The tapings go ahead as detailed above. Your first two hour show has a central commentary team in a studio. Green screen a production room in the background or something - stay away from cheesy graphics involving massive turnbuckles, silly typeface text, etc it's not the 80s or 90s any more.
It's 2 hrs on ITV, so it's actually 90 min. A mixture of full as-live matches and match highlights go out on air for the first two weeks. Each region gets one full match (1st round in a tournament is normally a 10 min time limit, isn't it?). You've got 4 matches per area to choose from. Here's the kicker, you stick all the matches from round 1 up on the ITV hub with video packages on the wrestlers, and of course adverts between the matches. Also, you're going to want links to promotions where you can see the participants wrestle live. Gotta get that revenue in and make a good start at working with real promotions - after all, you're a TV show advertising British Wrestling, not a real working promotion.

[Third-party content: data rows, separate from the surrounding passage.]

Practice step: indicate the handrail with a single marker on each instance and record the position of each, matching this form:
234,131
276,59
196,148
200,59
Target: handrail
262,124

Use a hashtag, use Facebook, get feedback. After week 1, see who's impressing, see who's matches are getting the most views and making the most buzz. Use that to choose the full matches on week 2. If it's someone that's gone out of the tournament get them on the odd live show, while you're building the library. Tell people where they're going to be in the near future if they want to see them live, both in a world of sport showcase show and in other UK promotions.
Round 1 gets done with. Round 2 keeps the same format just with a couple more full matches.
By the time you've got this from tape to air the non tournament shows (or at least some of them) should have been taped.
Were on to week 5 on air by this point, and you've got the 8 regional finals to show. Time to start giving some more promo time to your core for after the matches.
Week 6 - the matches from night 2 of the tournament.
Week 7 - the direction from here is dictated by what you have in the can, what other promotions have sent you, and what the viewers want. You can either stick with the footage from all territories cut together with the central commentary team, or send out your guys to the other territories in a cycle to move to a format where matches from local talent (keeping an eye on the feedback) factoring in your core guys are featured.
Basically do what Vince did with "all American Wrestling" back in the territory days, just don't try to take over completely, because we love British Wrestling as it is, we'd just love to see more of it and more people to be able to see it.
It seems a bit contrived, but there are options. The easiest way to do it of course would be to just back a promotion. Pay them to chuck a few intro video packages together and perhaps organise help with production for video, but as for the show and the booking, let one of the groups that's been doing it for a few years handle it. And possibly think about tying it into world of sport but changing the name of the show, because you've tied that to impact wrestling, which is still pretty toxic, and the recent debacle isn't going to help you get anything off the ground.
Oh and Ireland? Cut together format week 10, matches in two of the territories are interrupted by Irish wrestlers, who are disgruntled at not being included at the initial tournament and demand to be recognised and used as a territory.